ARLA announced a a further cut in the price it pays its milk producers just two days before Christmas Day.

The cut of 2.03ppl from January 5 will see its 3,000 dairy farmers receive 24.81ppl and follows a 1.63ppl cut in December.

Ash Amirahmadi, Arla’s UK head of milk and member services, said: "Global supply and demand are still out of balance which is continuing to create downward pressure. The knock on impact of weak international prices on the European markets has affected Arla’s business performance, as well as that of the entire dairy industry in Europe."

Meurig Raymond, NFU president, said it was the worst possible Christmas present for the farmers who supplied Arla.

"It couldn’t have come at a worse time and this latest reduction will continue to place huge pressure on cash flows for these farmers in the months ahead," he said, "It is vital that we don’t see this trend continue through other processors’ February price announcements.

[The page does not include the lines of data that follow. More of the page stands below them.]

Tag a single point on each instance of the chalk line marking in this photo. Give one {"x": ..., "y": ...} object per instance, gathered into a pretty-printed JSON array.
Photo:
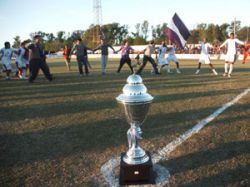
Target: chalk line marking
[{"x": 108, "y": 168}]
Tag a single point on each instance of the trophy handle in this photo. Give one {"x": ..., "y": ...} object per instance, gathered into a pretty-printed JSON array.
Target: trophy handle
[{"x": 134, "y": 134}]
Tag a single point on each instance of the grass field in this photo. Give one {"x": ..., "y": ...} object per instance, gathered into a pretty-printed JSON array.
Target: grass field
[{"x": 60, "y": 133}]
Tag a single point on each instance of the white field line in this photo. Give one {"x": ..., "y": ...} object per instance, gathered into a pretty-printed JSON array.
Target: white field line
[
  {"x": 165, "y": 151},
  {"x": 107, "y": 169}
]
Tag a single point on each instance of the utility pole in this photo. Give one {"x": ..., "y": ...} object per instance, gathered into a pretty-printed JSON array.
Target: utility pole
[
  {"x": 235, "y": 26},
  {"x": 247, "y": 33},
  {"x": 97, "y": 11}
]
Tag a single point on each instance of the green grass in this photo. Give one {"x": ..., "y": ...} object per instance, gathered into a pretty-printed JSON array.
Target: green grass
[{"x": 60, "y": 133}]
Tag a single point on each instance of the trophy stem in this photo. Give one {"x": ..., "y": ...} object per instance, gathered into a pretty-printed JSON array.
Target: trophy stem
[{"x": 135, "y": 154}]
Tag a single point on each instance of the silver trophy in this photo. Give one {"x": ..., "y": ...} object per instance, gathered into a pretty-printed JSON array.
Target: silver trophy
[{"x": 136, "y": 102}]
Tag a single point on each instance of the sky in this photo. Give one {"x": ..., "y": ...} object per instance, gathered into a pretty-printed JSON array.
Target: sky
[{"x": 24, "y": 17}]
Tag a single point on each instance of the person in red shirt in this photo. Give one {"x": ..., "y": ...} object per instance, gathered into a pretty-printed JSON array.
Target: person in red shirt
[
  {"x": 66, "y": 55},
  {"x": 245, "y": 52}
]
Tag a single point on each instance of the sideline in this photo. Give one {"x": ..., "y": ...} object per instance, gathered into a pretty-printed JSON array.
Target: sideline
[{"x": 108, "y": 169}]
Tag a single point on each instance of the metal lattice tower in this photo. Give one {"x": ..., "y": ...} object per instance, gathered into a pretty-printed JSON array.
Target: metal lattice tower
[{"x": 97, "y": 9}]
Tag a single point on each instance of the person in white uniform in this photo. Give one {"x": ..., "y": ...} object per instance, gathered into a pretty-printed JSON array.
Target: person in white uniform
[
  {"x": 6, "y": 54},
  {"x": 171, "y": 56},
  {"x": 204, "y": 56},
  {"x": 162, "y": 61},
  {"x": 21, "y": 59},
  {"x": 231, "y": 53}
]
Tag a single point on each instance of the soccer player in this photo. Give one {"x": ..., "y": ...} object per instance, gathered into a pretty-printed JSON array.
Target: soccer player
[
  {"x": 172, "y": 57},
  {"x": 245, "y": 52},
  {"x": 148, "y": 51},
  {"x": 104, "y": 50},
  {"x": 204, "y": 56},
  {"x": 21, "y": 59},
  {"x": 231, "y": 53},
  {"x": 6, "y": 54},
  {"x": 125, "y": 51},
  {"x": 162, "y": 61},
  {"x": 81, "y": 56},
  {"x": 66, "y": 55},
  {"x": 37, "y": 60}
]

"For the first time producer numbers have dipped under 10,000 with 60 going out of business in November alone. We will continue to put pressure on government, retailers and the processors with the aim of trying to rebuild an economically sustainable dairy industry. We cannot emphasise enough how awful this downward spiral has been for the dairy industry in the UK."

Rob Harrison, NFU dairy board chairman, said the announcement was another body blow for the industry.

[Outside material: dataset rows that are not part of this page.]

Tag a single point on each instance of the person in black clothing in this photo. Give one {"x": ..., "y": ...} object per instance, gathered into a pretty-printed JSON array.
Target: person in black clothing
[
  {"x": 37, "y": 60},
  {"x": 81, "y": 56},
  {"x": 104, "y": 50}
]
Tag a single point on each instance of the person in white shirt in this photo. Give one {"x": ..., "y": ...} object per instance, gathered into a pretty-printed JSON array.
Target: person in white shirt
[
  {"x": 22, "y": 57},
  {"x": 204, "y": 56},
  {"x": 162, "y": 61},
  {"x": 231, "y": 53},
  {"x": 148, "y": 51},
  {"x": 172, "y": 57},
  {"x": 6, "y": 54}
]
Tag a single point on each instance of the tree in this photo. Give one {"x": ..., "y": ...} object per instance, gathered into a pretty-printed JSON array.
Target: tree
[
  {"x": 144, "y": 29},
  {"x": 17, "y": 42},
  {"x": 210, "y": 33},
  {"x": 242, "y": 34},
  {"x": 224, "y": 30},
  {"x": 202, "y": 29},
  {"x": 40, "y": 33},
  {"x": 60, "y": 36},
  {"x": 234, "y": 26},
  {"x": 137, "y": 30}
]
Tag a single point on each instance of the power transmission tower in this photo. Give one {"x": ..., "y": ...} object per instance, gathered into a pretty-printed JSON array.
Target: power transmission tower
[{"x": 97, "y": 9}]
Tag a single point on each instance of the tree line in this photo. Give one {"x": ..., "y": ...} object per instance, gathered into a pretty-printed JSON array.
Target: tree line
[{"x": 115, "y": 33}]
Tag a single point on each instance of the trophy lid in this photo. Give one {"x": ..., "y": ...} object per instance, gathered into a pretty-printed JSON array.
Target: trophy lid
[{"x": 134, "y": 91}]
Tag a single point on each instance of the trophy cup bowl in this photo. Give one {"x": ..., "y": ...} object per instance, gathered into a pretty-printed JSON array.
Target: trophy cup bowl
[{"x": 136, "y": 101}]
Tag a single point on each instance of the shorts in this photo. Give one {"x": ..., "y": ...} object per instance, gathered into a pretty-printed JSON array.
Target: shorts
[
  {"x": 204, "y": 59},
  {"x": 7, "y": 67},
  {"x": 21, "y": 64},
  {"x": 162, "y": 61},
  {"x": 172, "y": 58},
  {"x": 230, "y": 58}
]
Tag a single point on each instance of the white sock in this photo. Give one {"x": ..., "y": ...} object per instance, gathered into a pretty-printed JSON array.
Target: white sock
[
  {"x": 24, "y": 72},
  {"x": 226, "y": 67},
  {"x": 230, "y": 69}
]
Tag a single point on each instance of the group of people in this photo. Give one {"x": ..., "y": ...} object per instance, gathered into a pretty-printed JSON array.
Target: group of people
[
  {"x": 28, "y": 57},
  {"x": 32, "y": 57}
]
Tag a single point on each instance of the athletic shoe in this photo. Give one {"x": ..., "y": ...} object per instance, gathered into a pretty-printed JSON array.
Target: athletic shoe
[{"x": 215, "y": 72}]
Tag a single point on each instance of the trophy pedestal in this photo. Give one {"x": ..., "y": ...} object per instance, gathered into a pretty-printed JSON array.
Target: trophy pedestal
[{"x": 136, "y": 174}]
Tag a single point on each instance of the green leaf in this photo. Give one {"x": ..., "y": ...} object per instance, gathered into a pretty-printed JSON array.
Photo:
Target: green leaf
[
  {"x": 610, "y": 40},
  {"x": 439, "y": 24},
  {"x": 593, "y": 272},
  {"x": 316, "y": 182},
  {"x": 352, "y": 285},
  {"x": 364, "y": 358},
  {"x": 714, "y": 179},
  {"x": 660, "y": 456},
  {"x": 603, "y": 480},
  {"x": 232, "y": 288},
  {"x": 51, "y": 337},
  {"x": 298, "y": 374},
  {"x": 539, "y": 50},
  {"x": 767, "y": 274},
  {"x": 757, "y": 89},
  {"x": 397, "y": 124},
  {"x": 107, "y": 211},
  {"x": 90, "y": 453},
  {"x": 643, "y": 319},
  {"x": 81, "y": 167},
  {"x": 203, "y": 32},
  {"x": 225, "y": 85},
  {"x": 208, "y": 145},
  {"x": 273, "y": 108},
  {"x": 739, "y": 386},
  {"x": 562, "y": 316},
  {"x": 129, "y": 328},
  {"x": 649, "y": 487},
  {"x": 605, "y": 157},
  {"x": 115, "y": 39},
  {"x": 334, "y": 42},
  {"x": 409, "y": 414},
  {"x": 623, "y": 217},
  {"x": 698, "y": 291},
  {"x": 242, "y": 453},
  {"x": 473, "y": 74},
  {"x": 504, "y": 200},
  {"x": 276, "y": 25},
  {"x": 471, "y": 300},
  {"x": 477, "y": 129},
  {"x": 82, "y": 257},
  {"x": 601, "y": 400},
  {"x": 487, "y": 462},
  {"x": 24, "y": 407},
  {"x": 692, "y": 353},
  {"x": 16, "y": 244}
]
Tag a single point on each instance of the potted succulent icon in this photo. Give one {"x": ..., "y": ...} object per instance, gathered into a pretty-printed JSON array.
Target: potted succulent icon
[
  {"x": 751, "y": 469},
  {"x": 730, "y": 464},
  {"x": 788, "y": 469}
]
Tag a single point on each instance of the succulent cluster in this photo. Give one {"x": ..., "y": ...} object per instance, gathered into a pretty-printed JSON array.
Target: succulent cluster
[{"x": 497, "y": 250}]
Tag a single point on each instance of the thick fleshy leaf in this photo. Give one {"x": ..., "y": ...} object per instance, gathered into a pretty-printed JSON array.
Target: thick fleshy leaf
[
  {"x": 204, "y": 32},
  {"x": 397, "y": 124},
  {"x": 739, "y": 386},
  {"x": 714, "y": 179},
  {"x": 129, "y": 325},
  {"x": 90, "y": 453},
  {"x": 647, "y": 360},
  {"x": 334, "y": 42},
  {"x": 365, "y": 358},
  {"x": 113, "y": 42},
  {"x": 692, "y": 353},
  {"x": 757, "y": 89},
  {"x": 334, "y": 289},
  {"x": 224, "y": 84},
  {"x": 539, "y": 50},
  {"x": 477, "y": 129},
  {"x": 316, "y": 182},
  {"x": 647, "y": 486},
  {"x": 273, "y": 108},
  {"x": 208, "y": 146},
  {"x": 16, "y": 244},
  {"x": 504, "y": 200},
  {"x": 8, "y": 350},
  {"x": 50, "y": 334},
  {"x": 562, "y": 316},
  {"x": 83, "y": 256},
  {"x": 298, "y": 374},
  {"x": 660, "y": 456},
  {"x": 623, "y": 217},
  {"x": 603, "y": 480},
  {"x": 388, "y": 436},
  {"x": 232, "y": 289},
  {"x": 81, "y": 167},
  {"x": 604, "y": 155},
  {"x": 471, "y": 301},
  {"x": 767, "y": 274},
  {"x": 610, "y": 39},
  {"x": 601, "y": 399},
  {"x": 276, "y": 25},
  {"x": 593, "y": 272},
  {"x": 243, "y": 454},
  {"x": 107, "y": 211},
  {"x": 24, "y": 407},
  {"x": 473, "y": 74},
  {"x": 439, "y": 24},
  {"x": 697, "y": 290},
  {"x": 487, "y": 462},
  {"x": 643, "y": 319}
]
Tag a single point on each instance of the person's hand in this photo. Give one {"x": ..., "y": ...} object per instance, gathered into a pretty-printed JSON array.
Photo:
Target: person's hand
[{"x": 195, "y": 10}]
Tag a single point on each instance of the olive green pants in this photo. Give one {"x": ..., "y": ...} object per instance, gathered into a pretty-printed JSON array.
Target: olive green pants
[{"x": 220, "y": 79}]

"But despite this news, dairy farmers across the country, including myself, will continue to provide the nation’s milk – working 52 weeks a year, without a break, and yes, even on Christmas day we’ll be up and in the parlour at 4am before being able to spend some precious time with our children and families.

"All we ask is that the public continues to buy British dairy products, including British cheese, look out for the Red Tractor logo and continue to back British farming."